J: du bist vertraut mit der Lakota-Kultur, in welcher die Menarche-Feier als sehr wichtiger Meilenstein zelebriert wurde. Diese Initiation fehlt den heutigen jungen Mädchen. Was kennst du für schöne Beispiele, wie wir heute diese wichtige erste Blutung ehren können?

M: einfach ein Fest machen mit Herzensmenschen– zusammen essen, trinken, lachen! Der Kernaussage sollte sein: «Wir begleiten dich auf deinem Weg zum Frausein». Ich finde es auch total wichtig, was die Mutter dem Mädchen vorlebt. Ist sie selbstbewusst und authentisch oder selber noch nicht erwachsen?

J: hast du einen Wunsch, den du ‚meinen‘ Menopausen-Kursfrauen mit auf den Weg geben willst?
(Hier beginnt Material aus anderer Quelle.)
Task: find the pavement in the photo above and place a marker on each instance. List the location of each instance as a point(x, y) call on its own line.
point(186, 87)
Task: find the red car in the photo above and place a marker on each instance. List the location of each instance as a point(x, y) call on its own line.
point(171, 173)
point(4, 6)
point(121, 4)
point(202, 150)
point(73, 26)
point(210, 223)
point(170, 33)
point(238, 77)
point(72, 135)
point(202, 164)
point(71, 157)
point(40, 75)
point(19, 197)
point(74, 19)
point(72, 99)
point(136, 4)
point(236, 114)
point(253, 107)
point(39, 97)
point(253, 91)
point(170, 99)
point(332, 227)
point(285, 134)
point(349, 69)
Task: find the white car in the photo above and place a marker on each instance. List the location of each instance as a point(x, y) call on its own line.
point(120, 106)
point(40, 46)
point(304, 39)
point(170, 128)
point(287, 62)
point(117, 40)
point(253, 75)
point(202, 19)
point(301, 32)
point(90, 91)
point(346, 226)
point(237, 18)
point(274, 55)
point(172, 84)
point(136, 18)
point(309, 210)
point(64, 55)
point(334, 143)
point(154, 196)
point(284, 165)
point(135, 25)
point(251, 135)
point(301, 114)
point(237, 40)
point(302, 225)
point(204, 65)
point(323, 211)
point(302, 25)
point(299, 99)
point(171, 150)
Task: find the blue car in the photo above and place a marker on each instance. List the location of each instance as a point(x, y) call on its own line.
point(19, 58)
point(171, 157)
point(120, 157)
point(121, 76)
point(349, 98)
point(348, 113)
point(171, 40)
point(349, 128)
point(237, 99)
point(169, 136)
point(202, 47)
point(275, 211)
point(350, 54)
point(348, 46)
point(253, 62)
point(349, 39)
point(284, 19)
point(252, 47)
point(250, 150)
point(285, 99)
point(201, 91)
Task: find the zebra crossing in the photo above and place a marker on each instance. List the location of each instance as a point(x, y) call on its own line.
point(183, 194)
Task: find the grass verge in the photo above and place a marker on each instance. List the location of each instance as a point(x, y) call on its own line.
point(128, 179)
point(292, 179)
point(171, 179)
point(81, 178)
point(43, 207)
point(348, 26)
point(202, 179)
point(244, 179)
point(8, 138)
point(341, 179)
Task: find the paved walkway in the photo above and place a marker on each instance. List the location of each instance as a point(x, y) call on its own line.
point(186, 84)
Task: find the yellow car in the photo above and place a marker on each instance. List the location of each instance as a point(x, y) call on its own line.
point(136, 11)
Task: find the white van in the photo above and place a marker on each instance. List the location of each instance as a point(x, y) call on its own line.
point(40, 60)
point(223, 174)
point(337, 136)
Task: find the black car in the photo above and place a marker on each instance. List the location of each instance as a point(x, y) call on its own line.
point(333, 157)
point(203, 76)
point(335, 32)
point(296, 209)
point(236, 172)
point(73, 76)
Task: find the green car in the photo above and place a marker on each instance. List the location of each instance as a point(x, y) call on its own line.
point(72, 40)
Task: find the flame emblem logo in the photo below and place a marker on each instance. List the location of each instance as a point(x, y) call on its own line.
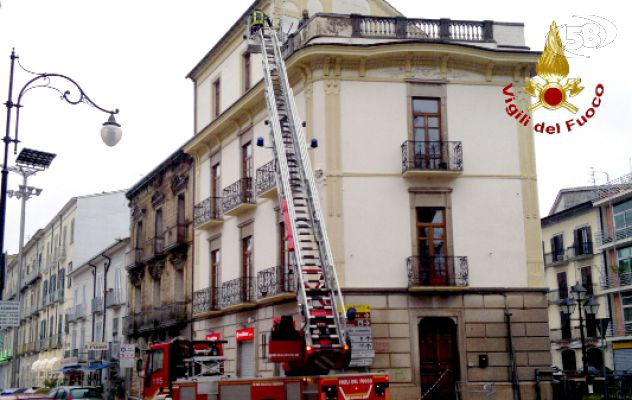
point(552, 68)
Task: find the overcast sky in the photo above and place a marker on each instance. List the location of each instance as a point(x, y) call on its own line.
point(134, 55)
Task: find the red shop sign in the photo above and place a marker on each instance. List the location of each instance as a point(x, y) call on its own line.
point(213, 337)
point(243, 335)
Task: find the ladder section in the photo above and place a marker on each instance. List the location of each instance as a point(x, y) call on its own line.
point(319, 294)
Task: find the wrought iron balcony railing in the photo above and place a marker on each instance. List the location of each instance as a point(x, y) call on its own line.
point(432, 156)
point(605, 238)
point(437, 271)
point(555, 258)
point(266, 178)
point(615, 279)
point(274, 281)
point(206, 300)
point(237, 194)
point(113, 298)
point(237, 291)
point(97, 305)
point(208, 211)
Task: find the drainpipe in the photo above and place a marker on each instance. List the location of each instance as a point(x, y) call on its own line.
point(192, 251)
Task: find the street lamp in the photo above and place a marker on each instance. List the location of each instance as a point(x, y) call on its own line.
point(590, 306)
point(110, 132)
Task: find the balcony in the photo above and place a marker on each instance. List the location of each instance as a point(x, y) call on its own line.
point(208, 213)
point(97, 305)
point(113, 298)
point(265, 183)
point(175, 236)
point(206, 300)
point(555, 258)
point(238, 197)
point(615, 280)
point(621, 237)
point(275, 283)
point(238, 293)
point(437, 273)
point(431, 158)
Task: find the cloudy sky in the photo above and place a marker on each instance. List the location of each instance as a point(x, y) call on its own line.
point(134, 55)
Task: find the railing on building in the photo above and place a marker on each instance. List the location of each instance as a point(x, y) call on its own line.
point(237, 194)
point(266, 178)
point(207, 211)
point(605, 238)
point(434, 156)
point(206, 300)
point(113, 298)
point(276, 280)
point(237, 291)
point(612, 279)
point(437, 271)
point(359, 26)
point(97, 305)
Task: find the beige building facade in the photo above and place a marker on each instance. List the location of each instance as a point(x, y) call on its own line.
point(428, 188)
point(571, 256)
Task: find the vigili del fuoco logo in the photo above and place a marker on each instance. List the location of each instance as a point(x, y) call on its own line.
point(552, 90)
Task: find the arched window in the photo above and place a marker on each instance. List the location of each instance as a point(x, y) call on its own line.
point(569, 362)
point(595, 358)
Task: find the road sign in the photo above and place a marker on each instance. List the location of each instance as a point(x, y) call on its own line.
point(127, 355)
point(9, 314)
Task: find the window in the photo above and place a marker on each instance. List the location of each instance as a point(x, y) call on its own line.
point(626, 301)
point(432, 246)
point(562, 285)
point(247, 163)
point(623, 219)
point(569, 362)
point(583, 241)
point(427, 132)
point(246, 69)
point(586, 274)
point(624, 257)
point(557, 248)
point(565, 326)
point(217, 97)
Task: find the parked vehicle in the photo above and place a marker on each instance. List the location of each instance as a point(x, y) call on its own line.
point(75, 392)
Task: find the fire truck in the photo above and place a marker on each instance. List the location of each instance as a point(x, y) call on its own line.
point(309, 348)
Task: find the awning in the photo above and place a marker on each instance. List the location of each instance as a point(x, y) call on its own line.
point(98, 365)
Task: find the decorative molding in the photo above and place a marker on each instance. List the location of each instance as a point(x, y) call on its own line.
point(156, 268)
point(179, 182)
point(178, 259)
point(136, 275)
point(157, 199)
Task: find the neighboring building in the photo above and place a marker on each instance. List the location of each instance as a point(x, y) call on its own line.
point(99, 303)
point(614, 240)
point(159, 262)
point(83, 226)
point(571, 257)
point(428, 188)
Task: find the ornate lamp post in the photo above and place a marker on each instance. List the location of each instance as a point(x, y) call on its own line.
point(110, 132)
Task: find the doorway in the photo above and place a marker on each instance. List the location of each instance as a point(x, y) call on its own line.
point(438, 357)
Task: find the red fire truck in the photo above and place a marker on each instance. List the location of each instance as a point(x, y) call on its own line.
point(185, 370)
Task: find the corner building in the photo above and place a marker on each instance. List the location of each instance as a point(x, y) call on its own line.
point(428, 187)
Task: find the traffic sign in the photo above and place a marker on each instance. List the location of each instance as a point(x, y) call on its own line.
point(9, 314)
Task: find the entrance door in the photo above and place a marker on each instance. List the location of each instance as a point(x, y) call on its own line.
point(438, 358)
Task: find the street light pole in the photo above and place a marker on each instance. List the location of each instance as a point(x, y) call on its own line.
point(24, 194)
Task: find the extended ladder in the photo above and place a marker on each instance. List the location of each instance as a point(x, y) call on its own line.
point(319, 295)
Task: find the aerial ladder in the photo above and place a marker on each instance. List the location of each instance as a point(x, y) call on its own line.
point(322, 310)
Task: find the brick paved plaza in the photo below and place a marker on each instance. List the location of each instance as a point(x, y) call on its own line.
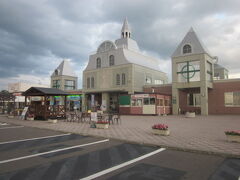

Welchen?

 

M: entspannt euch! Seid mutig und steht zu euch! Ehrt und bewahrt euer (gelebtes) Wissen und gebt es weiter! Verbindet euch mit Gleichgesinnten, wo ihr echt sein könnt, einander unterstützt, begleitet, stärkt. Das Leben hat noch viele Geschenke für euch bereit – nehmt sie an!